Benchmark results for library equivalents were fairly similar in Firefox (all of them scored somewhere near 190-200ms), but there were large performance differences in Internet Explorer 6. Prototype's implementation was 3 times slower than the script above.

Compared to CSS selector query engines like Prototype's $$() or JQuery, the script above performed between 10 to 20 times better, depending on the browser being tested. (In other words, $$(".my_class") is a big no-no).

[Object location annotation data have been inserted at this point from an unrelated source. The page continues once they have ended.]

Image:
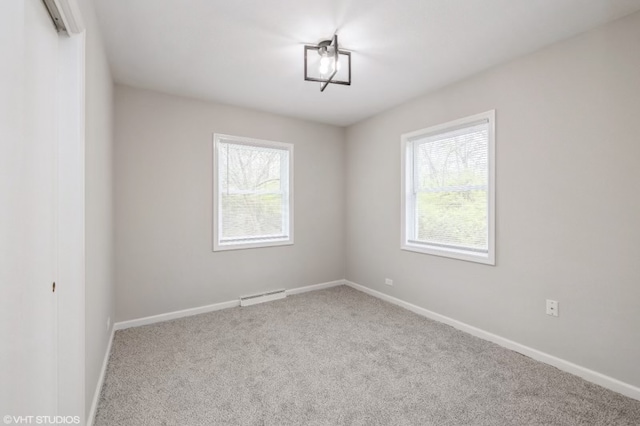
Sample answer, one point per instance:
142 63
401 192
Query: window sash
414 188
225 188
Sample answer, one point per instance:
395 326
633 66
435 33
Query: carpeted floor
337 357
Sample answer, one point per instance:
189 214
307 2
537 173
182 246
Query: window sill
252 244
487 259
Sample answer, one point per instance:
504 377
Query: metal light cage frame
333 45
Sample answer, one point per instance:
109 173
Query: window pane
252 192
251 215
249 168
450 181
457 219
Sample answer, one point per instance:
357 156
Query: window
252 193
448 189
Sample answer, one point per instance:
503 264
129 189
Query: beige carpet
337 357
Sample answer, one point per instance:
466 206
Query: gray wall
99 225
163 187
567 202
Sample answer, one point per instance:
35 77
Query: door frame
71 226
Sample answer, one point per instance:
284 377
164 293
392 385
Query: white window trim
406 198
254 243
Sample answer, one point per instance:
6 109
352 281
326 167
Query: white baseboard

The limitations of the script

  • It only takes spaces as class separators. No tabs or line feeds. This is the main reason why the script is faster in browsers that don't support document.evaluate
  • It assumes a browser, and doesn't check whether the "document" global exists. Rhino would always need to specify the root element anyways.

What makes it fast

  • No expensive regular expressions
  • document.evaluate delegates all the expensive DOM parsing to the underlying, compiled-code engine, where available.
  • Using variables instead of object members cuts down a lot of overhead. A lot of people don't believe me when I say this stuff is important until they actually see the numbers. Just today I got the javascript execution time of an e-commerce site down from 970ms to 180ms simply by fixing a few for loops.

Last thoughts

I personally don't see why anyone would want to separate class names with a tab. Line feeds are even worse since they break the indentation flow and make HTML virtually impossible to read. Sure it's part of the specs, but I'd much rather use a fast and sensible subset.